Moreover, time from initiation of first-line chemotherapy to initiation of second-line chemotherapy was 22.6 months with adjuvant bevacizumab therapy vs 19.9 months without adjuvant bevacizumab therapy. “Interestingly, in patients who received bevacizumab per protocol, time to second-line chemotherapy appeared nearly 3 months longer, which is perhaps a proxy for progression free survival,” wrote Charlotte Gamble, MD, Division of Gynecologic Oncology, Department of Obstetrics and Gynecology, Columbia University College of Physicians and Surgeons, New York, NY, and colleagues.

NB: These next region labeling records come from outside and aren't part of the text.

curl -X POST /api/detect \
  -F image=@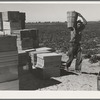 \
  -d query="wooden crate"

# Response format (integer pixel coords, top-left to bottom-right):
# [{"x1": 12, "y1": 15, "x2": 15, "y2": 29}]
[
  {"x1": 36, "y1": 67, "x2": 60, "y2": 79},
  {"x1": 0, "y1": 51, "x2": 18, "y2": 82},
  {"x1": 0, "y1": 65, "x2": 18, "y2": 82},
  {"x1": 37, "y1": 53, "x2": 62, "y2": 63},
  {"x1": 12, "y1": 28, "x2": 38, "y2": 40},
  {"x1": 29, "y1": 50, "x2": 50, "y2": 67},
  {"x1": 3, "y1": 20, "x2": 22, "y2": 30},
  {"x1": 0, "y1": 36, "x2": 17, "y2": 52},
  {"x1": 2, "y1": 11, "x2": 19, "y2": 21}
]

Their analysis found that adverse side effects related to bevacizumab use included hypertension in 15%, kidney damage in 7%, bleeding in 4%, venous thromboembolism in 2%, and fistula in 1%. “[A]dding bevacizumab to cytotoxic chemotherapy has a distinctly different set of toxicities related to its anti-angiogenesis mechanism of action,” noted Dr Gamble and team, adding that “concerns about survival benefit and toxicity may have translated into practice patterns.” Nevertheless, bevacizumab use was not associated with hospitalization or ED admission in their analysis.
“Efforts to align patterns of use with prescribing recommendations are needed to gain meaningful therapeutic benefit,” concluded Dr Gamble and colleagues, adding, “While patient–physician education and toxicity management may help to optimize use, further work to develop interventions to promote appropriate use of the drug are needed.”